Canadian music composer, performer and arts administrator

James Louis Montgomery (born 6 February 1943) is a Canadian music composer, performer, and arts administrator. For about 20 years he was the artistic director of The Music Gallery. He is also a founding member of the Canadian Electronic Ensemble with whom he performs and records. As a composer he is known for incorporating electronic technology into his works.

==Early life and education==
Born in Ravenna, Ontario, Montgomery earned a Bachelor of Music degree in 1966 from Baldwin–Wallace Conservatory of Music. He pursued further studies at Northwestern University with John Weinzweig and at the University of Toronto (U of T) with Gustav Ciamaga.
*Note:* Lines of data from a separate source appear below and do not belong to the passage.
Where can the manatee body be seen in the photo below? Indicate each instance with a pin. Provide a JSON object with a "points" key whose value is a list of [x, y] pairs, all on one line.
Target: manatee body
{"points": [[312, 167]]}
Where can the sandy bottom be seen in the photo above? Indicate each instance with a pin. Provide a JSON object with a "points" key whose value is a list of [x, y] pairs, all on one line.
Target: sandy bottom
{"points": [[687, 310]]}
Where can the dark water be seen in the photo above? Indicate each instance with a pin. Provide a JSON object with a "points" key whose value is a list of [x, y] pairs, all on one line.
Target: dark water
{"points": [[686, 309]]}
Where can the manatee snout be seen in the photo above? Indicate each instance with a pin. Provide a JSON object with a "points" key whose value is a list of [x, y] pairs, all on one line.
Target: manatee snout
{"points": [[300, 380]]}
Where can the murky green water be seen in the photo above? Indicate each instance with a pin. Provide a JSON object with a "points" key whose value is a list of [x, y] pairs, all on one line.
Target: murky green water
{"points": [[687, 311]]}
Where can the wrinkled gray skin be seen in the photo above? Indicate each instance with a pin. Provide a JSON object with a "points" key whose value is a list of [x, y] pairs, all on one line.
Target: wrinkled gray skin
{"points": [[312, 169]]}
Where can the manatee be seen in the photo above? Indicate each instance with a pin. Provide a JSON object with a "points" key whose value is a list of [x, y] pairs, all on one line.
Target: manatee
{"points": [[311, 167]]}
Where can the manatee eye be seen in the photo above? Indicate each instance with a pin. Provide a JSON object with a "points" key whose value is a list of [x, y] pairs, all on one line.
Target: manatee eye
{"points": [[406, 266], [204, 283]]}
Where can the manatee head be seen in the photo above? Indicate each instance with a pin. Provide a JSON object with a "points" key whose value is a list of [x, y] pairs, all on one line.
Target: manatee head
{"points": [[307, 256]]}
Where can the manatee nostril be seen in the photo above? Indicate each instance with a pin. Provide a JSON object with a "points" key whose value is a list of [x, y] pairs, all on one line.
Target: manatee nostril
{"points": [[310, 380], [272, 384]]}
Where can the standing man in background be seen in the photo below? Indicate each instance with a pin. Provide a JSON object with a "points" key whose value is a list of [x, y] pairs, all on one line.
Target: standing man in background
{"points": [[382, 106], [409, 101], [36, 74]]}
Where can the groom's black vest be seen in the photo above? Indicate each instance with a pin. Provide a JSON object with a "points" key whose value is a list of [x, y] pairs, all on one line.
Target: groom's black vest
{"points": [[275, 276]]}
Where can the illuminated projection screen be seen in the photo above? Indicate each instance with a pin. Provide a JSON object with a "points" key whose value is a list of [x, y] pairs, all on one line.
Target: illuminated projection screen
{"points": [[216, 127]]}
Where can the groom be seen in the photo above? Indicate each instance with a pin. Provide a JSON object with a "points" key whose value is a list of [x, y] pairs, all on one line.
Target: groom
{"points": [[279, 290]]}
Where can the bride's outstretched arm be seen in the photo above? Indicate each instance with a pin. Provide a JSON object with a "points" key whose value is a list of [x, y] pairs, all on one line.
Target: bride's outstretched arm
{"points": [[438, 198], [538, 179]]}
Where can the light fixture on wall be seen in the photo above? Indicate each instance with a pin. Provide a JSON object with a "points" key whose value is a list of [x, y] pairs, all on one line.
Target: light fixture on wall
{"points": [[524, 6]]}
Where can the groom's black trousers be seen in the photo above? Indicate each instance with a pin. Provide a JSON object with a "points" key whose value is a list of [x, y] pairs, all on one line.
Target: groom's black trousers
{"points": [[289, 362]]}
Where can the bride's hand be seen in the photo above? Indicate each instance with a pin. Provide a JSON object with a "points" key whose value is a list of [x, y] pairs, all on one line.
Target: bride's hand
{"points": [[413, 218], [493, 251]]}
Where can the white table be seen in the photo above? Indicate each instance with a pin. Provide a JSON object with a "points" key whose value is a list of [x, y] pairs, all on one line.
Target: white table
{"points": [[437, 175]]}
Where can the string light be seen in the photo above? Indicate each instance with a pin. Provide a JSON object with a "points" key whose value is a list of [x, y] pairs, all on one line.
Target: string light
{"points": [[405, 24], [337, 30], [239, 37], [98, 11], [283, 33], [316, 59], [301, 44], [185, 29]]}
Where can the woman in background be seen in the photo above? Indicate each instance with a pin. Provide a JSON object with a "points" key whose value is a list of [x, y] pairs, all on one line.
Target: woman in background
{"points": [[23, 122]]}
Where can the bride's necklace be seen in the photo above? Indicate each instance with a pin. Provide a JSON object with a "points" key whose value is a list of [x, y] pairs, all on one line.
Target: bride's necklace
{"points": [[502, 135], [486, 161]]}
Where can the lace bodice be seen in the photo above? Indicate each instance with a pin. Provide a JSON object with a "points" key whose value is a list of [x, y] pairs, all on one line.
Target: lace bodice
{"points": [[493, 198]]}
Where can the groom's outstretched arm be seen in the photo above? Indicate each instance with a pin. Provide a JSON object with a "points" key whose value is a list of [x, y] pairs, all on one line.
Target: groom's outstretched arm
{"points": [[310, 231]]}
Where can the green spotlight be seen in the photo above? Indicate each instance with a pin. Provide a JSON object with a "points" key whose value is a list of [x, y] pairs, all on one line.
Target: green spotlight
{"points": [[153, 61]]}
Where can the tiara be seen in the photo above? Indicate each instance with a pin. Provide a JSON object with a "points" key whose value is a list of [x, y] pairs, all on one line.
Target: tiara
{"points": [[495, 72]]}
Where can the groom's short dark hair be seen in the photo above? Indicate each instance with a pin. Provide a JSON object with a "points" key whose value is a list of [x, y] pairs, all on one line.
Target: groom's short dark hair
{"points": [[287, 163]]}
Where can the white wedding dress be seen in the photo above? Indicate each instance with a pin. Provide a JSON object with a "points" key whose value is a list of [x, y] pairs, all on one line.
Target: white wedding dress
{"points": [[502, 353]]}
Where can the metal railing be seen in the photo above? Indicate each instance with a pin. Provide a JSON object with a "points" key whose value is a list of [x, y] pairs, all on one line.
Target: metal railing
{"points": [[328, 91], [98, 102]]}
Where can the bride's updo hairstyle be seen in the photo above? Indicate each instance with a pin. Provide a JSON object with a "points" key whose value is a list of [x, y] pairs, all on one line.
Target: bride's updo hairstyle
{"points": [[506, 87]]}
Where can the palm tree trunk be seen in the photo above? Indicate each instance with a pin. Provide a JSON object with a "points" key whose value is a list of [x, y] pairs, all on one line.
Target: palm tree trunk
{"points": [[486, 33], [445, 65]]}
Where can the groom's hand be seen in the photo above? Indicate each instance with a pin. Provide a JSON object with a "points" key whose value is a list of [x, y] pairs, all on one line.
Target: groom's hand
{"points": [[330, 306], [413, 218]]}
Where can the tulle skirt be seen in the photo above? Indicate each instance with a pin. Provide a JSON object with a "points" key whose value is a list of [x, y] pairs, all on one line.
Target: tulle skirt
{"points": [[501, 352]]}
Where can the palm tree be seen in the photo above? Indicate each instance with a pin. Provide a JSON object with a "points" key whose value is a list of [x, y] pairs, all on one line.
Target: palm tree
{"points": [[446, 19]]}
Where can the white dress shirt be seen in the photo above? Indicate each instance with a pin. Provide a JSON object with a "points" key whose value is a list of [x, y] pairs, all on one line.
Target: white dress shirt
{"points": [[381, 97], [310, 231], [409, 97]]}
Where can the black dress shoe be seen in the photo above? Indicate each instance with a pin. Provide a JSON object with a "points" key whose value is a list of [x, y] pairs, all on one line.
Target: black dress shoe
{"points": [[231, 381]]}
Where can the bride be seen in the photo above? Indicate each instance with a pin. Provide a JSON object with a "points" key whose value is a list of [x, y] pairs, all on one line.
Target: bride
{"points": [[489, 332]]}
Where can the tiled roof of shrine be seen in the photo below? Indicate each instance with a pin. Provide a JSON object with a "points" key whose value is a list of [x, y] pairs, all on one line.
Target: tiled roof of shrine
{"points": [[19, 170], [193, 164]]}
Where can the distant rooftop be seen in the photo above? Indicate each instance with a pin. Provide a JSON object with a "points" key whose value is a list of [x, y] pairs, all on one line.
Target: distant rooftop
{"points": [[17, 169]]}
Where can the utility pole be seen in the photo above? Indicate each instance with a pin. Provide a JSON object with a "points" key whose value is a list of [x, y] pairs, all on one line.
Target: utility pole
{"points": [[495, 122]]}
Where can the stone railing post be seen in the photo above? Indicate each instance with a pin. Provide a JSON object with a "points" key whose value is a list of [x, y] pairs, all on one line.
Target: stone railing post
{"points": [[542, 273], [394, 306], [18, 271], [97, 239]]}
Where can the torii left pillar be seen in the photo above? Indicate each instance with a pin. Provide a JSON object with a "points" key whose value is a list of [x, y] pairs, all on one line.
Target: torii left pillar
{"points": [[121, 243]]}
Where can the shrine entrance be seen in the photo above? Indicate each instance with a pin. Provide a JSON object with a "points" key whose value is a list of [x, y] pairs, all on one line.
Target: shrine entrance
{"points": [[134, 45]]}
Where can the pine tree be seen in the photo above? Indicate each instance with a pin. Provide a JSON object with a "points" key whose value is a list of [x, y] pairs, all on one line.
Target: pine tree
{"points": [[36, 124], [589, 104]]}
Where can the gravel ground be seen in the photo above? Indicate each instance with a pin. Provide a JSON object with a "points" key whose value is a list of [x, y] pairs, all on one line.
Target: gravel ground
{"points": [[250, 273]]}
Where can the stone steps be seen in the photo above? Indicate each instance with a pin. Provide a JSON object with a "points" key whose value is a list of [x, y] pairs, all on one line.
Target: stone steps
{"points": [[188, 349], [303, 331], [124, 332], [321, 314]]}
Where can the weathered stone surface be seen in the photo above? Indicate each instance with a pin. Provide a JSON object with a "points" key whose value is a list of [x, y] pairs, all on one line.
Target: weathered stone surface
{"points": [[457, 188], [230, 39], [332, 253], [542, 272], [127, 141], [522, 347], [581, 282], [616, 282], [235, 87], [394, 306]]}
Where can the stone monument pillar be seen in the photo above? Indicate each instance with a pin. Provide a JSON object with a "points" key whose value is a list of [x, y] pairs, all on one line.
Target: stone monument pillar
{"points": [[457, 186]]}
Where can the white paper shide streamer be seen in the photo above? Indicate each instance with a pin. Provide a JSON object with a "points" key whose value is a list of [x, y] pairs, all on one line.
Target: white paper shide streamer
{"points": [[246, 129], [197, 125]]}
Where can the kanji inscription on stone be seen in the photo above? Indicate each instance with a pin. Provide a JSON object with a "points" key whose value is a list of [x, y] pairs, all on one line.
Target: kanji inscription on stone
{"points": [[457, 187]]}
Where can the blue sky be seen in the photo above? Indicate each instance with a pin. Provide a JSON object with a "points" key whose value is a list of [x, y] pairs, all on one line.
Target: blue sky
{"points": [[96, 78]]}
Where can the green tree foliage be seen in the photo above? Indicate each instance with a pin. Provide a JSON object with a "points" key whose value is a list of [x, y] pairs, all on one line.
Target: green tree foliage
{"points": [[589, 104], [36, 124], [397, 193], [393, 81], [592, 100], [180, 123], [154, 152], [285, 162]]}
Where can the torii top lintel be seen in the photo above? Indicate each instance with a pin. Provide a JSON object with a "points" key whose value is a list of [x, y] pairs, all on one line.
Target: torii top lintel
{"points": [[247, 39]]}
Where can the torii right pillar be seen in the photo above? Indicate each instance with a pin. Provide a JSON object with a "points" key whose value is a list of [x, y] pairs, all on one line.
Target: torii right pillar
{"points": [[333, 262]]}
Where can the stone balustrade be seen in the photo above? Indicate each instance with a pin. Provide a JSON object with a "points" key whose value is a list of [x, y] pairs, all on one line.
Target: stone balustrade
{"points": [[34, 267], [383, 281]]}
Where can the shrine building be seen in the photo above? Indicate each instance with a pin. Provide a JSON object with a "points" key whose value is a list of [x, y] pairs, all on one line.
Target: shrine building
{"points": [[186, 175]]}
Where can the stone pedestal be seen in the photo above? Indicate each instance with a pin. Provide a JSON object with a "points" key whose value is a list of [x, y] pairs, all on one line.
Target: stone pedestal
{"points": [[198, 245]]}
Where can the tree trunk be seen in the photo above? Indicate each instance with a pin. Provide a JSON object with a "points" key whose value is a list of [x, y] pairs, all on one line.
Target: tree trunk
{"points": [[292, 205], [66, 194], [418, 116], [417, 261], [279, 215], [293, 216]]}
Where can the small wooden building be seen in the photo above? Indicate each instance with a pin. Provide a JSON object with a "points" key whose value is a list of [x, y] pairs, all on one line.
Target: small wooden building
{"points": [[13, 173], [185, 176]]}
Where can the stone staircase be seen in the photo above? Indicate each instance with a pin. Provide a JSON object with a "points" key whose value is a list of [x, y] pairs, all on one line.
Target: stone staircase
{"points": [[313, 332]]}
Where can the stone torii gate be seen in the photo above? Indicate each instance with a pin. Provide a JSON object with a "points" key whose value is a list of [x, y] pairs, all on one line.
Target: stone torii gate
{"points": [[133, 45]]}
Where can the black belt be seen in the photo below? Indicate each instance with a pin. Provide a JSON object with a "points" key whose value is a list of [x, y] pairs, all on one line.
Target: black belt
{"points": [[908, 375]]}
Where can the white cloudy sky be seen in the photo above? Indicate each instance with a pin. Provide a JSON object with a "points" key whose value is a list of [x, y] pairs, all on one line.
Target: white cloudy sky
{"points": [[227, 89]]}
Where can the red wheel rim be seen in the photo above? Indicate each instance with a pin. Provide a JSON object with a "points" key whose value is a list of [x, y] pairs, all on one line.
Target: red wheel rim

He earned a Master of Music degree from U of T in 1972.

==Career==
In 1990 Montgomery taught in the Faculty of Education at U of T as a professor of electronic media.

In 1971 Montgomery co-founded the Canadian Electronic Ensemble (CEE) with David Jaeger, David Grimes, and Larry Lake. He has performed and recorded with the CEE since then, and served as the group's managing director from 1976 to 1983. The CEE is currently the oldest continuously active live-electronic performing group in the world. In 1984 they performed at the International Society for Contemporary Music's World Music Days Festival. In 1986 the CEE joined the Toronto Symphony Orchestra to perform the world premiere of Steven Gellman's Universe Symphony. The ensemble has appeared in concerts with the Orchestre Métropolitain de Montréal, the Ottawa Symphony Orchestra, and the Vancouver Symphony Orchestra. Since 1974 the CEE has presented an annual concert series in Toronto. They have given regular international tours since 1975.

In 1984 Montgomery became the administrative director of New Music Concerts. He remained in that position until 1987 when he was appointed artistic director of The Music Gallery.

In 1988 Montgomery created the musical score for the educational short film Sorting Out Sorting.